Fashion is a great tool for self-expression. The body becomes a canvas, and clothes are the artistic medium. But every single piece of clothing you own won’t be necessary. With fewer pandemic-related restrictions, it’s exciting that there may be actual reasons to get all dolled up, but who wants to do that much laundry anyway? Save yourself the storage space and only pack essential clothing. Don’t bring that top you haven’t worn since 2016. 

2. Buy as many command strips and hooks as possible.

Regardless of the amount of Command strips and hooks you own, double it. These are essential for college. Dorm rooms can feel pretty cramped and floor space is valuable. Command hooks can help keep the floor clutter free by serving as a coat or backpack rack, and Command strips hold up wall decorations without damaging the surface. While Command strips and hooks often come in handy, they can break from time to time, so making sure you buy more than enough will be key. 

3. Bring a long, thick and durable winter coat.

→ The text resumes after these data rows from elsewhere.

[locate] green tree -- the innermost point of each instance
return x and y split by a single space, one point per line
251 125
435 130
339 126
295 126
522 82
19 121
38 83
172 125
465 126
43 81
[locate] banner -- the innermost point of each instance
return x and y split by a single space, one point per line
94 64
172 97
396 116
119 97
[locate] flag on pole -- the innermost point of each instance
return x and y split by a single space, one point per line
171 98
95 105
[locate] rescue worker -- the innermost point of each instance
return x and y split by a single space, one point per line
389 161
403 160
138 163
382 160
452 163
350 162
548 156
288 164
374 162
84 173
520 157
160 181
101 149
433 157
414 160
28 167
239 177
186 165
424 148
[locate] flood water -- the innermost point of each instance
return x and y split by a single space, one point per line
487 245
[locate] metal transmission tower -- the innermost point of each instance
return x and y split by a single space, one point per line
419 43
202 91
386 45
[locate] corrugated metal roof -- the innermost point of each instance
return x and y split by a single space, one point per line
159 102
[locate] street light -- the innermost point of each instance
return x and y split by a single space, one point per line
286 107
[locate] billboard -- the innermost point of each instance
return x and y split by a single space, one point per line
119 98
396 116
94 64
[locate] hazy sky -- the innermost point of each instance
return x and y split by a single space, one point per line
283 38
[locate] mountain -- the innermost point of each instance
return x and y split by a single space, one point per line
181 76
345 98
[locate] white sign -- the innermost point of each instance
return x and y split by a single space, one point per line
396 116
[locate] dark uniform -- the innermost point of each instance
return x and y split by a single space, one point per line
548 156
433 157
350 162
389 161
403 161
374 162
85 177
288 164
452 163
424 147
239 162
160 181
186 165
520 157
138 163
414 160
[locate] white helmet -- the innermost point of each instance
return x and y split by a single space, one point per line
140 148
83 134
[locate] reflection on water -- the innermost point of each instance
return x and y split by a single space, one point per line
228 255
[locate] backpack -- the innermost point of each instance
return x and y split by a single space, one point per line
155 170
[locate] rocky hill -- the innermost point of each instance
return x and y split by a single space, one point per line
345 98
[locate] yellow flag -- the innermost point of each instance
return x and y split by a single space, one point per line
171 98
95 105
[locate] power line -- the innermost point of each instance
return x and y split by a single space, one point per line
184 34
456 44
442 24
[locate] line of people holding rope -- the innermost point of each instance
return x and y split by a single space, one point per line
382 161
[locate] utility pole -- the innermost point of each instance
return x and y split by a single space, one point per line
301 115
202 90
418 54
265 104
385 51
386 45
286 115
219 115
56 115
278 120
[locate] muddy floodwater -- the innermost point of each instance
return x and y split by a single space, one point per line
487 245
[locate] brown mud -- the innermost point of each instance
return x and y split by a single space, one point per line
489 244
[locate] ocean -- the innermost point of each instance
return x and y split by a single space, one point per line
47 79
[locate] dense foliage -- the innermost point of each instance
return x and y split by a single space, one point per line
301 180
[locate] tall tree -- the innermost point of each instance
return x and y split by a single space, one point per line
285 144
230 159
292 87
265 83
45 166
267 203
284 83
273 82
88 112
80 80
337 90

For those unfamiliar with Boston’s weather or those who have been away from campus long enough to forget, the winters are brutally long and cold. When walking back home from Snell Library late at night, violent shivering and numb fingers won’t make the journey any more pleasant. Ensure that your time in Boston is comfortable by having a warm and reliable winter coat. 

4. Bring a reusable water bottle.

It’s common knowledge that staying hydrated is key to being healthy. A reusable water bottle can help make that easier. Buying non-biodegradable plastic bottles is not only expensive, but also bad for the environment. Luckily for Northeastern students, water fountains are sprinkled across campus, eliminating the need for Dasani and Poland Spring. Give the environment a break and invest in “VSCO girl” culture: consider buying a Hydro Flask

5. Employ self-discipline. 

To the dismay of college students across the nation, it is easy to forget to stay active and healthy. But, fear not! With some good old fashioned self-discipline, students can make time to be active in simple ways whether it be signing up for an intramural sports team, incorporating walks into a daily routine or hitting the gym when time permits. It may seem like a good idea to eat Kigo Kitchen or Popeyes for the fifth time this week, but it is not. Resist the urge. Walk to International Village or Stetson East and indulge in the healthy food options provided by your meal plan instead. Your mind and body will thank you!

6. Don’t spend your life savings on textbooks.

College is already expensive. Breaking the bank on textbooks doesn’t make the matter any better. Websites like Library Genesis offer free, downloadable PDF versions of college textbooks, academic journals and more. While these websites aren’t completely foolproof, it’s definitely worth giving a shot before spending hundreds of dollars on a book you’ll only use for 15 weeks. If you don’t have any luck surveying websites for free versions of books, students can rent used copies from Snell Library instead of paying full price for a new one.  

7. Bring self-confidence.

Whether you’re new or old to Northeastern, self-confidence will be a useful tool this upcoming semester. The pandemic left many students isolated, and for some, this led to diminished confidence in the social scene. College can be a place to reinvent yourself or to embrace the personality you’ve always possessed. Either way, have confidence that you will do well and succeed; it will make both your academic and social life incomparably more pleasant and exciting! 

This upcoming semester presents a whole new slew of opportunities. With these tricks up their sleeve, new and old Huskies alike can seize the day and make this semester their best one yet.